かぜにふかれてゆきのようにふったしらすな 

見る知る松江エリア平成時代

「南は入海である。春は鯔魚(なよし:ボラ)、須受枳(すずき)、鎮仁(ちに:チヌ)、■鰕(えび)など大小さまざまな魚がいる。北は大海(日本海)である。 恵曇浜(えともはま)。広さは二里一百八十歩ある。」これは、『出雲国風土記』に載る秋鹿郡の海岸部や松江市鹿島町恵曇の様子である。その恵曇を訪ねたのは4月初旬、港では釣り人が細長いウキとしなやかな釣り竿を振って、陽光の下で、まさにチヌ釣りをしていた。

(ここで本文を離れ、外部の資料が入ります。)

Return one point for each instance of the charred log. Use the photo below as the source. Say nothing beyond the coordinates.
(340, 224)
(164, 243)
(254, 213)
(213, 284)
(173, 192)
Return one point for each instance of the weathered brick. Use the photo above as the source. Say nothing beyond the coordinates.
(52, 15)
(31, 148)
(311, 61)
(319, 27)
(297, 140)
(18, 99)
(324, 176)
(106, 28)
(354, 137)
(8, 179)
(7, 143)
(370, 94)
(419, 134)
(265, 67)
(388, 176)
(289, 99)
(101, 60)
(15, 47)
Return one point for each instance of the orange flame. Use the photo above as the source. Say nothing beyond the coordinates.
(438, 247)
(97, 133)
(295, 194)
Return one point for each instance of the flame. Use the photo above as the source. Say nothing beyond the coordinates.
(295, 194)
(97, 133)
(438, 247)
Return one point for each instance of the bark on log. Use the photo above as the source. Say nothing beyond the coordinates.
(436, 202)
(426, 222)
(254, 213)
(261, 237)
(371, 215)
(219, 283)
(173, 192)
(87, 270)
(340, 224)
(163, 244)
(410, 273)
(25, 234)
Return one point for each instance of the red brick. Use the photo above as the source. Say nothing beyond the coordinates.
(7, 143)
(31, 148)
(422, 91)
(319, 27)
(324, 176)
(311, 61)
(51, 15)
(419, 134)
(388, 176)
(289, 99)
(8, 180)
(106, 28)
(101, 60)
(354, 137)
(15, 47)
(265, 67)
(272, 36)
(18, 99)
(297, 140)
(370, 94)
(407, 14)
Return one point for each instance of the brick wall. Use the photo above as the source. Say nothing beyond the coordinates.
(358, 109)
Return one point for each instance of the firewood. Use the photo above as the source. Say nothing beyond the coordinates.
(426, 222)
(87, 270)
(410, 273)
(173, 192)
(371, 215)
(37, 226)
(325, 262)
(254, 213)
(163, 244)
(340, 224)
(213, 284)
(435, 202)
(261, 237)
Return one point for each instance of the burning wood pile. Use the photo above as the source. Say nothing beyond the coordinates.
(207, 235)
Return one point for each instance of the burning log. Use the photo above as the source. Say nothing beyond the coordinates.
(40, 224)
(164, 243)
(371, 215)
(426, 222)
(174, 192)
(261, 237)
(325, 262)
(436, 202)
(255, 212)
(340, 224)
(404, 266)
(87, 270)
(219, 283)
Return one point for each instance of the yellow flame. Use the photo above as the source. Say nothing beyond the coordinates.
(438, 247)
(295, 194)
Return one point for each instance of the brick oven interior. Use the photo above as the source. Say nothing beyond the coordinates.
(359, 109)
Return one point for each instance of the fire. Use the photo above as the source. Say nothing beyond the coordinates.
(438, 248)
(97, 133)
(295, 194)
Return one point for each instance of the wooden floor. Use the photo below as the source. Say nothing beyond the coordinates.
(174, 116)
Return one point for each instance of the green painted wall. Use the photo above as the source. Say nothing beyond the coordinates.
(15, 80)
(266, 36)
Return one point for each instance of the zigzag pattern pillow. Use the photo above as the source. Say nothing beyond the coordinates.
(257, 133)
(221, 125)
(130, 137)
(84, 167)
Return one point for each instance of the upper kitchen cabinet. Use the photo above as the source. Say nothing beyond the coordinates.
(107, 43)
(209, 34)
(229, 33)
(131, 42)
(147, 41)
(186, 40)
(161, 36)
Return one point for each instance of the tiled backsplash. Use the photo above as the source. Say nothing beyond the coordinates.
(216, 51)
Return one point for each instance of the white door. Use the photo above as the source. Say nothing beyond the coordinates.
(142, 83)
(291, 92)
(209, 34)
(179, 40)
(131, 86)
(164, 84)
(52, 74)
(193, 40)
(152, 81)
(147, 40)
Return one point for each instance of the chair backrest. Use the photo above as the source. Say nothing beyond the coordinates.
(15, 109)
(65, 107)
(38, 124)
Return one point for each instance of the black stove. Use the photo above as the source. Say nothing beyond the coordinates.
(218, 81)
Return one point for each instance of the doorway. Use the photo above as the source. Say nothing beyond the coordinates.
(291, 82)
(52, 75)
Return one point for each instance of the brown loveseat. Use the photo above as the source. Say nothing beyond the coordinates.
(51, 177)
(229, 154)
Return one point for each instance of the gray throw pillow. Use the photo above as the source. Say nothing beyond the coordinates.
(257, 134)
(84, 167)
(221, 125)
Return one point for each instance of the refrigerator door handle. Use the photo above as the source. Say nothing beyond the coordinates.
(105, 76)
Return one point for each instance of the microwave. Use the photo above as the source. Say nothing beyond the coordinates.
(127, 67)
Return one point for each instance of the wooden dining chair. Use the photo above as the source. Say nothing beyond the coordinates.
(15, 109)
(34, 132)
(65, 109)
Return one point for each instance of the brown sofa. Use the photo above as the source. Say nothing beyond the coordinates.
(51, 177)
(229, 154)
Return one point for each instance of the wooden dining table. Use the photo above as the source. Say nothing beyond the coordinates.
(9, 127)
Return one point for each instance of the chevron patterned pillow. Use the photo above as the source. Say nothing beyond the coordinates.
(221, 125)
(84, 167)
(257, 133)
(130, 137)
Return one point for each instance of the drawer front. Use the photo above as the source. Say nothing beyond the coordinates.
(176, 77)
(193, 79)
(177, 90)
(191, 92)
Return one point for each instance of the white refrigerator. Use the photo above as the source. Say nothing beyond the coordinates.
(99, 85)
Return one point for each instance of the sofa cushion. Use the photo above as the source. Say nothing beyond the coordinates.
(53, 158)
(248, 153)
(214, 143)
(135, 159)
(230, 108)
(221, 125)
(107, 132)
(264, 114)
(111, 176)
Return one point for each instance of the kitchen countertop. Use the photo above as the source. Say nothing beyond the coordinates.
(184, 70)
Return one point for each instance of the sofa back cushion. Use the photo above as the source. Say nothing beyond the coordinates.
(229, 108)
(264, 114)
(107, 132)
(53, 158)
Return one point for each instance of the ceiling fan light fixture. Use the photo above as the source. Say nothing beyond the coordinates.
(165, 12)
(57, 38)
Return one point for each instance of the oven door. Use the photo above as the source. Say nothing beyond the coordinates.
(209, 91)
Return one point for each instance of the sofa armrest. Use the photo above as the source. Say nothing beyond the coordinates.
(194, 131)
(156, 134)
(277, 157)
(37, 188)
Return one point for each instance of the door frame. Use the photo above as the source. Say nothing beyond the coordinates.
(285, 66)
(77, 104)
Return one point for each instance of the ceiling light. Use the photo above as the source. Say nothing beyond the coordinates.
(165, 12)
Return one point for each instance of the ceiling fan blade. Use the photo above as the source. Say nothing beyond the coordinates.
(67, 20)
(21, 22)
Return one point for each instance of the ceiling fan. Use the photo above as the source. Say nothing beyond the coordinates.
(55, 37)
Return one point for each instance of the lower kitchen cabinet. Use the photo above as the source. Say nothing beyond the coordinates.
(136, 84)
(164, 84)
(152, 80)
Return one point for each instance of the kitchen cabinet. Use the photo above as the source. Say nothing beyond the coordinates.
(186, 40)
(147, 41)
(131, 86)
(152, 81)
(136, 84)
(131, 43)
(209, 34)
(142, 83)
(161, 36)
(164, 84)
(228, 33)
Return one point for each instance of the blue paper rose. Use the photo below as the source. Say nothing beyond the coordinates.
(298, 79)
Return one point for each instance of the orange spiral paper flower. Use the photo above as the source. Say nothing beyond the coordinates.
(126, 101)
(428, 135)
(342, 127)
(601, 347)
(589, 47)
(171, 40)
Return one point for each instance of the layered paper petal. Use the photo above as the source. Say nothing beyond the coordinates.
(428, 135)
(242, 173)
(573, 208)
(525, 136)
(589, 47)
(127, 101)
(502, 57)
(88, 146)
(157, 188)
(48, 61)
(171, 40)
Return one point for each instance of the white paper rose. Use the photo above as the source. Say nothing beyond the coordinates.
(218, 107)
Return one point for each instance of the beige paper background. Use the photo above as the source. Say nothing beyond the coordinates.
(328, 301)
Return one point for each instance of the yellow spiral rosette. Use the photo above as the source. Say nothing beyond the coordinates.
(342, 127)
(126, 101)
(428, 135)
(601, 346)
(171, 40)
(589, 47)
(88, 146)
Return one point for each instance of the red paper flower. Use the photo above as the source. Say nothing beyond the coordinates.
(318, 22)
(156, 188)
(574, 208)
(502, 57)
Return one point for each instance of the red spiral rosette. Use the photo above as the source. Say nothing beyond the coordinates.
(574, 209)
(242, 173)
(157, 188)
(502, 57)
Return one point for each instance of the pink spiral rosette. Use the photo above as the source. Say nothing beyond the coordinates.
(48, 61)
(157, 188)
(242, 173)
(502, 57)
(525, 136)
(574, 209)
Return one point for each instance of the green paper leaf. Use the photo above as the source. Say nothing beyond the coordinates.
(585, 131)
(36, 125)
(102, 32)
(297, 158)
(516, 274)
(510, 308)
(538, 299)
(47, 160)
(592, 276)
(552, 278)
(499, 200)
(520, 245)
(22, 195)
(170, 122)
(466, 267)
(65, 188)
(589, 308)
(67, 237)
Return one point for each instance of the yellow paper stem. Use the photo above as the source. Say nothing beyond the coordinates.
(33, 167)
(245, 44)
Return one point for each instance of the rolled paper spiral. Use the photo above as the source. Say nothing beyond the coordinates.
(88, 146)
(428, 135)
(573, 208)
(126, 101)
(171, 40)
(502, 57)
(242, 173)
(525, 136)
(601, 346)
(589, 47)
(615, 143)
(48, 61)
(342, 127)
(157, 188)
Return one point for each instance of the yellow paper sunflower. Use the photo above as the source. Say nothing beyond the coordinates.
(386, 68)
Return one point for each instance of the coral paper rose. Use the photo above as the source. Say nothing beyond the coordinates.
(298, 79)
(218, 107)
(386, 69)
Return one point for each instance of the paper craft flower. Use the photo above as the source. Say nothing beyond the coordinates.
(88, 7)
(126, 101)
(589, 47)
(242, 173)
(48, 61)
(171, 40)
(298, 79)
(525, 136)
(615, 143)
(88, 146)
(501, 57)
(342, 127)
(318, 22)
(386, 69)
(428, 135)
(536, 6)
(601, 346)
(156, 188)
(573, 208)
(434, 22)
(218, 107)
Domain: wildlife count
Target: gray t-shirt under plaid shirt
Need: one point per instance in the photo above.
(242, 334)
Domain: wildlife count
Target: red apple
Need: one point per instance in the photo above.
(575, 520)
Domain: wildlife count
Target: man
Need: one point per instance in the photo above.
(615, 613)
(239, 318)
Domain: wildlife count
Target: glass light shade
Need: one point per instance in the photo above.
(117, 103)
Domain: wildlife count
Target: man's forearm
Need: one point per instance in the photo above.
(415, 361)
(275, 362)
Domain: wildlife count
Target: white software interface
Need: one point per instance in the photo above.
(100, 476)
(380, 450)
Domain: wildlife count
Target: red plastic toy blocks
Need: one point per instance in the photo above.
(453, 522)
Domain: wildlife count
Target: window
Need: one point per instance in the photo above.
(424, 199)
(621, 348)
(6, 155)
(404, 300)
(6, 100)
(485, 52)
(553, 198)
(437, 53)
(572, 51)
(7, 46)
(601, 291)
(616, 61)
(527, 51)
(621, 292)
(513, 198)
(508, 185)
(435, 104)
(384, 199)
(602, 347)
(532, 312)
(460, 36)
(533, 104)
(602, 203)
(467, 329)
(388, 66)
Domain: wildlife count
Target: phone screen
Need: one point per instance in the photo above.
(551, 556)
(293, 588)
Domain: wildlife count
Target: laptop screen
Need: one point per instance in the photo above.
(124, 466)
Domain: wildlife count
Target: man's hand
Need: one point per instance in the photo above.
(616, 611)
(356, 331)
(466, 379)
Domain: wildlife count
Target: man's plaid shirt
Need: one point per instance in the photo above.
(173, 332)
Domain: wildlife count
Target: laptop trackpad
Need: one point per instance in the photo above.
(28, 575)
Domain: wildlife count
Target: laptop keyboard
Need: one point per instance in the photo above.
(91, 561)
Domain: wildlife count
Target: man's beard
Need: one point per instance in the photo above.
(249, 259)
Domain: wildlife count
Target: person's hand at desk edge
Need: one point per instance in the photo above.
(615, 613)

 風土記は続ける。「浦から人家までの間はまわりに石も木もなく、白い砂が積もっているようである。大風が吹くと、その砂はあるときは風に吹かれて雪のように降り、あるときにはそのまま流れ動いて蟻のように散り、桑や麻を覆ってしまう。」
 釣り人のいる防波堤から陸を見ると、今は白い砂浜はない。しかし、広さの二里一百八十歩は約1.4キロメートルにもなるので、当時は現在の恵曇の隣に位置する古浦海水浴場も恵曇浜と呼ばれていたようで、今もおよそ500メートルの砂浜を残しており、当時の様子を窺うことができる。今は地元の人たちによって保護されているハマヒルガオの咲く浜で、キス釣りなども盛んである。
 風土記は続く。「ここに盤壁を掘り抜いたところが二か所ある。その中を通じている川は、北に流れて大海に入る。川口から南方、田のほとりまでの間は、長さは一百八十歩、広さは一丈五尺、源は田の水である。」その頃の、河口がどのあたりか分からないが、釣り人の右手の方角に大きなアーチを描く橋が見える。
 この佐太川の河口から100メートルほど南のところに古浦砂丘遺跡があり、60体以上の人骨の他に奈良時代の土師器(はじき)、須恵器なども発掘され、人々の暮らしがあったことが分かっている。この発掘物については、近くの鹿島歴史民俗資料館で知ることができる。
 川をさらにおよそ700メートル遡ると当時、田んぼの水はけを良くするために岩を掘りって運河を作ったところがある。これは、風土記によれば、社部臣訓麻呂(こそべのおみ くにまろ)の先祖の波蘇(はそ)たちが掘り抜いたものとされる。1300年ほど前に運河開削の工事をしたものと思われる。
 またさらに1200メートルほど内陸に進むと川の東約200メートルのところに、スサノオの御子である磐坂日子命(イワサカヒコノミコト)を祀る恵曇神社がある。
 椿の花が参道を彩る恵曇(えとも)神社に参る。狛犬が4頭で迎えてくれる。しめ縄の素材が藁ではなく、海辺の神社で時々見られる漁網の繊維のようで、色はオレンジである。大社造りの本殿の右手の山に、地元では「蔵王さん」と呼ばれている磐座がある。説明書きには「イワサカヒコがこの岩に腰かけて地域の開拓を考えた。」とある。高さ1~2メートルの岩が3つ山の字のように並びで、さらにその背後にも3つほどの大岩がある。ここは、神が鎮まるために浄めた境域「磐境(いわさか)」に通じると理解されている。
 この磐座のある恵曇神社の周辺についても風土記は伝えている。恵曇の陂(つつみ)はでは昔から時々、人が溺れ死ぬ。また、池の底に陶器(すえもの)や大きな甕(かめ)、地面に敷き並べた瓦などがたくさんある、と。この湿地帯の水を流すために、この下流の磐を掘り抜いたのである。
ところでイワサカヒコは『出雲国風土記』にも登場する。「イワサカヒコが国巡りされた時に『ここは国が若く美しいところである。地形は画鞆(えとも)のようである。私の宮はここに作ることにしよう。』と言ったので恵伴(えとも)という。」とある。ここで注目されているが「宮を作ろう」と言った部分で、『出雲国風土記』で宮という表現は、他に杵築大社にしか現れない。当時の神社は社殿を持たず、岩や樹木などの自然物を社としたものと考えられているが、風土記の時代に、数少ない社殿を持った神社があったことも推察することができよう。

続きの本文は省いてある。